A couple of my children love the group Pentatonix. Specifically, they love their new Christmas album. As a result, they play it over and over and over and over. Though I do enjoy Christmas music, I will have to admit that I’m growing a bit weary of listening to Pentatonix. No doubt, it’s good music. Pentatonix are some great vocalists. But I’m afraid I’ve heard it too much now. The message of the songs is now lost.
I’m afraid that sometimes, the same can be said of the Christmas story. We know it. We’ve heard it. We’ve read it. We have even seen it acted out. And yet it may have become too familiar to some of us. “Oh yeah!” we say, “I know the story.”
In his book The Jesus I Never Knew, Philip Yancey writes:
The facts of Christmas, rhymed in carols, recited by children in church plays, illustrated on cards, have become so familiar that it is easy to miss the message behind the facts.
So what do we do? Well, Yancey tells us what he does.
After reading the birth stories once more, I ask myself, If Jesus came to reveal God to us, then what do I learn about God from that first Christmas?
For Yancey, what he learned shocked him. He writes:
The word associations that come to mind as I ponder that question take me by surprise. Humble, approachable, underdog, courageous–these hardly seem appropriate words to apply to deity.
So as you and I ponder the Christmas story, the story of the Creator becoming the created, what do you learn about God? What do you glimpse of God’s commitment to save us? What do you realize about his love? What shocks you about this story?

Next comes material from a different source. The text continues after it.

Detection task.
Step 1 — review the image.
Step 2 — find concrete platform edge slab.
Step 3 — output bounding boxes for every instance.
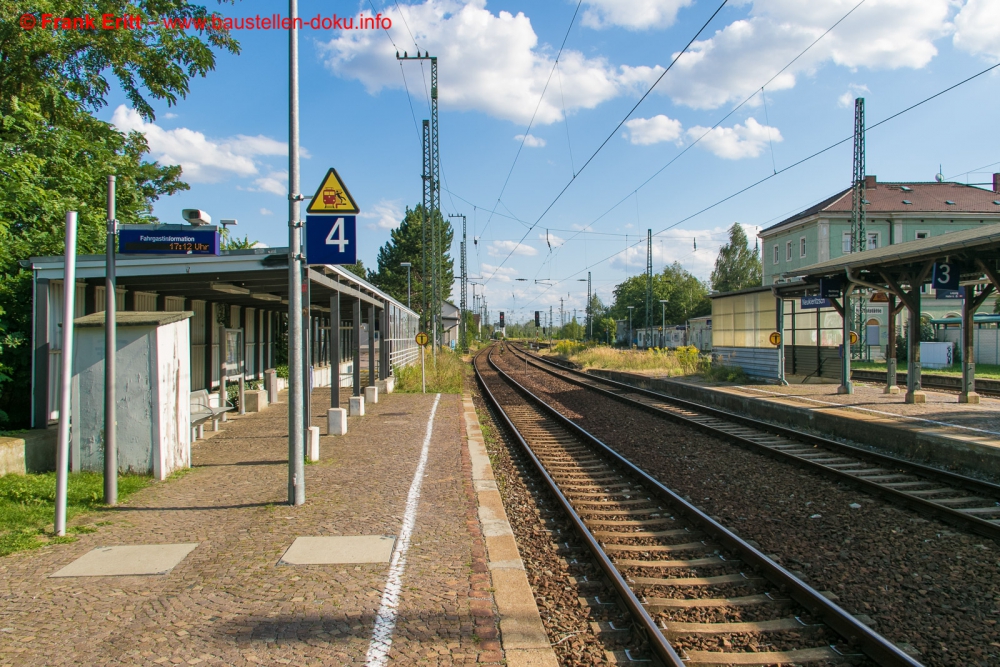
[462,395,559,667]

As my children continue to play the Pentatonix Christmas album throughout this Christmas season, and most likely, throughout all of 2015, I hope one song in particular does not lose it’s impact on me. True, the tune may grow old, but the message should not. Their remake of Mary, Did You Know? is a great song that reveals much about God becoming man along with the reasons why. It seeks to help us plumb the depths of the Christmas story.
God becoming man is no small thing. Though some of us have heard the story hundreds of times, I pray we don’t become so familiar with it that we forget the miraculous nature of it. Once you truly think about it, I think you will come to realize that it really is the most shocking, wonderful, true, crazy, glorious, and grace-filled story ever told.